São de importância fulcral, mas deviam ser mais divulgados para chegarem às escolas, à academia, à comunicação social. Sobretudo deveriam ser trabalhadas as conclusões e a partir daí promover noutras iniciativas…

Em seu entender, as escolas em Portugal e os professores estão preparados para a desconstrução de práticas nocivas à saúde e direitos das meninas, jovens e mulheres ou ainda estão no patamar do “respeito pela identidade cultural” e do “ isso é uma prática de outros países”?

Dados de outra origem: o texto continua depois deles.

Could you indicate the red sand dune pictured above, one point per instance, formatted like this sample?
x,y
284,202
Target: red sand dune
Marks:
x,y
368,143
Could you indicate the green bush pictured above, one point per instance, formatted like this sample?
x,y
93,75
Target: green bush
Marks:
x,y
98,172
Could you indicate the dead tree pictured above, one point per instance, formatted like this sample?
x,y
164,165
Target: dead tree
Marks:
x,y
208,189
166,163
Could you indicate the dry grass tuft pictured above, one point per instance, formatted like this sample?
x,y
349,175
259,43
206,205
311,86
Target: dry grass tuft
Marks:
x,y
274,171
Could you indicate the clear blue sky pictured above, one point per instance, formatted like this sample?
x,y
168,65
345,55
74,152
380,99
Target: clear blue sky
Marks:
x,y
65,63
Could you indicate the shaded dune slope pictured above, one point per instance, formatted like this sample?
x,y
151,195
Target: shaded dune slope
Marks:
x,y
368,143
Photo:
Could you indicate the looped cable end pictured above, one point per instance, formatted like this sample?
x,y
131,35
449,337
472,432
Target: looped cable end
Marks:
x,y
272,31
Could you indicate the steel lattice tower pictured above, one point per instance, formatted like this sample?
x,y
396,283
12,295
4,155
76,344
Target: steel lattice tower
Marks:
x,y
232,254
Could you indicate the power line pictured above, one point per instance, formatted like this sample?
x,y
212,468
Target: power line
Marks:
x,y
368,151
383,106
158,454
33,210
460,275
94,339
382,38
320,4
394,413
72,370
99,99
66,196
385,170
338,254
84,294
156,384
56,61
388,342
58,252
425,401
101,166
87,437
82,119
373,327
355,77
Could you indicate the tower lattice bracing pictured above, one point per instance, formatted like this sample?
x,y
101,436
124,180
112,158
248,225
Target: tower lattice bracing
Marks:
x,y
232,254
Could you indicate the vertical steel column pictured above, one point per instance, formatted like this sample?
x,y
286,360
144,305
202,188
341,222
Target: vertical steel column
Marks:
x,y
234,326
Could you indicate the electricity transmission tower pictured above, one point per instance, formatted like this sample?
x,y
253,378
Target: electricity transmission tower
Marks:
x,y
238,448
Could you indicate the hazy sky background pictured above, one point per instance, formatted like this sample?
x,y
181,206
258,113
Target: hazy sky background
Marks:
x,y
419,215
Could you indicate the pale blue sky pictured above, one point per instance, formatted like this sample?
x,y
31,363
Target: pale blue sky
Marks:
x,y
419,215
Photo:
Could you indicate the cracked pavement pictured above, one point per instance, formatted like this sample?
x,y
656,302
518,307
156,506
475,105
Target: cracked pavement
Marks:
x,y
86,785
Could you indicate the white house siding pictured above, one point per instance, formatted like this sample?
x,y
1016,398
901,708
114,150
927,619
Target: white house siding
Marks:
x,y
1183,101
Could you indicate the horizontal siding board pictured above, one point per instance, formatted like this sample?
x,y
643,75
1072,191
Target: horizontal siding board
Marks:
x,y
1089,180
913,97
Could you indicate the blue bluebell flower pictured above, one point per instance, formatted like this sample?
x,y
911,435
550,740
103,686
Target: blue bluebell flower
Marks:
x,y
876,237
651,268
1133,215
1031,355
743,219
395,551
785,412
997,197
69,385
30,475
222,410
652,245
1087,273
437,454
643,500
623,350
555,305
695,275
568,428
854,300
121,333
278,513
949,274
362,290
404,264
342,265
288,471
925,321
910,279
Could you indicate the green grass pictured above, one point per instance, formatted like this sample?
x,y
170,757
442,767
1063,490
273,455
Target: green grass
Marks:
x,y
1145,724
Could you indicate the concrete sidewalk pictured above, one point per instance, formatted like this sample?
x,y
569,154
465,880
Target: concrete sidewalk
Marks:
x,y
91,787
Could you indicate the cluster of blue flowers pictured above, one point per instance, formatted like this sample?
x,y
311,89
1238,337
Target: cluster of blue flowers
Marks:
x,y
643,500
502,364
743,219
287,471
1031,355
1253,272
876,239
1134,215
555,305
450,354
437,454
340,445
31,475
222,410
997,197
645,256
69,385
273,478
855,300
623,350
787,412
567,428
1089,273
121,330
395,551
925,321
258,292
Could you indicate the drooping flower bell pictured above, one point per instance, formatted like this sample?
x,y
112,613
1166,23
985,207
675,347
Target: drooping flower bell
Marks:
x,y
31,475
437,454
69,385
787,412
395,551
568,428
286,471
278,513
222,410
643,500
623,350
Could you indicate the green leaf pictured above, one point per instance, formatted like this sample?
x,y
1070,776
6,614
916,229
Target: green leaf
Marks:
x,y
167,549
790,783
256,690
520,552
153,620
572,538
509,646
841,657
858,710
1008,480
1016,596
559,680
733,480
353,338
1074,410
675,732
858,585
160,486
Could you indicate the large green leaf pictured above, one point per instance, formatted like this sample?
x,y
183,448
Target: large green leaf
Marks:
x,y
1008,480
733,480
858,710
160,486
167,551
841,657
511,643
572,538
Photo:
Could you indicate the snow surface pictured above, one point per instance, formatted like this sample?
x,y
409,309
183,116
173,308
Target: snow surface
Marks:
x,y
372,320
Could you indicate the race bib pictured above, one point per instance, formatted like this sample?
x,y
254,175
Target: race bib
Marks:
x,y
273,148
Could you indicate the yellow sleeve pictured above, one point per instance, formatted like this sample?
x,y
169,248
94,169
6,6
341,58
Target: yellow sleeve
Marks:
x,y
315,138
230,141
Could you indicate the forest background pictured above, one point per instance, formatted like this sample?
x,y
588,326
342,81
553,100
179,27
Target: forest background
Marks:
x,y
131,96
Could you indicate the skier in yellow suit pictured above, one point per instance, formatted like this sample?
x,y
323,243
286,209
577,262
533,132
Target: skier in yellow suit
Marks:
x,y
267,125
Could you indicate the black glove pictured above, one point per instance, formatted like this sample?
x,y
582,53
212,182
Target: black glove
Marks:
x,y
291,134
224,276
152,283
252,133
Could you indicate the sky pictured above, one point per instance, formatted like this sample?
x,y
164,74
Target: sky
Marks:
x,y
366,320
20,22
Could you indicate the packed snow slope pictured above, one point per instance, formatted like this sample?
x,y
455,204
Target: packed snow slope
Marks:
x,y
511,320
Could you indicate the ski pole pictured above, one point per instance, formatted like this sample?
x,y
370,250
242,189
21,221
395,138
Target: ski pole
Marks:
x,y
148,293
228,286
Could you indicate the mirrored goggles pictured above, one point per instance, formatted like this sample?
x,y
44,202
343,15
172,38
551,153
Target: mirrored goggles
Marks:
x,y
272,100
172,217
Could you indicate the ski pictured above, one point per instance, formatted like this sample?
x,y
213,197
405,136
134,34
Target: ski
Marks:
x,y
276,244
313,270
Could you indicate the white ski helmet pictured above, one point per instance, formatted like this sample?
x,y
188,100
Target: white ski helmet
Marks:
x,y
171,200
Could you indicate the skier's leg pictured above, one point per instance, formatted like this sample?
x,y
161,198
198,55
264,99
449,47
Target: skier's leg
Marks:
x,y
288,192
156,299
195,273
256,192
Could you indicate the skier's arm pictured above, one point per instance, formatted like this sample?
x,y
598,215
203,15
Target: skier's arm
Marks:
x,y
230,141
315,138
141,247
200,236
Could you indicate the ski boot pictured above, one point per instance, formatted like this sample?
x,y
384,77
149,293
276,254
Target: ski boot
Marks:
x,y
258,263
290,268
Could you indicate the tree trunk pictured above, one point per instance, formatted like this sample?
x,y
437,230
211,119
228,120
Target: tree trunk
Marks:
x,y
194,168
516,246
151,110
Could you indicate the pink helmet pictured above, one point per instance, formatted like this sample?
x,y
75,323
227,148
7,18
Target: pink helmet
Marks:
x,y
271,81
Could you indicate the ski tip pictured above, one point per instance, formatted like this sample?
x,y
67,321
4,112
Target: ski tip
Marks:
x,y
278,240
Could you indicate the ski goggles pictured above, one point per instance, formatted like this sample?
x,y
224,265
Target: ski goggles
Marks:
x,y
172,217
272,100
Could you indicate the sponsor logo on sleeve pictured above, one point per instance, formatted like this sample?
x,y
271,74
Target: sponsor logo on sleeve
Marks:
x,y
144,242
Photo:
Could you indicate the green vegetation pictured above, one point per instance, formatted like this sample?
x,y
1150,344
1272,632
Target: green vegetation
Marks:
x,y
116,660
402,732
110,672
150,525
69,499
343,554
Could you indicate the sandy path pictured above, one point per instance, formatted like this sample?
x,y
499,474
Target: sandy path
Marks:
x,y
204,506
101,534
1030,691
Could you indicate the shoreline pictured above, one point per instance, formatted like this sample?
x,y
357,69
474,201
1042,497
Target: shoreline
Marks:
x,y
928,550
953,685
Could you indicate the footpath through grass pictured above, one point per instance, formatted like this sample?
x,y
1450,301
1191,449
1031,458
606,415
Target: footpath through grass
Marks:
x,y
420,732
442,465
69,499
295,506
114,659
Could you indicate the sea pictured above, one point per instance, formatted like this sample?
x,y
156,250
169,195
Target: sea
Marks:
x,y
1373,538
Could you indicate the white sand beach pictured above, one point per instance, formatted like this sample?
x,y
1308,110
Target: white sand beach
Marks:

Para se falar desses assuntos ao nível da educação há que ter primeiro uma noção básica do que é a interculturalidade e a multiculturalidade. É um assunto complexo, os professores não estão preparados para lidar/falar de práticas nefastas como a MGF, os casamentos infantis, precoces e forçados, entre outras, e era fundamental que estivessem, pois, como sabe, em Portugal os cenários escolares são cada vez mais multiculturais. Ainda assim, não existe da parte da tutela uma preocupação de integração dos alunos que vêm de outras culturas. Os alunos chegam às escolas, legalmente são integrados, é-lhes atribuído o português língua não materna… mas falta ainda todo um trabalho de efetiva integração, melhor, de inclusão.

Quem é Conceição Catalão?

Conceição Catalão

54 anos, licenciada em História (disciplina que lecionou durante 25 anos), tem uma especialização e pós-graduação em Educação Especial, um mestrado em Observação e Análise da Relação Educativa e um doutoramento em Educação multicultural e Intercultural. Hoje dá aulas a alunos entre os 12 e os 17 anos com necessidades educativas especiais no Agrupamento de Escolas Daniel Sampaio, em Almada.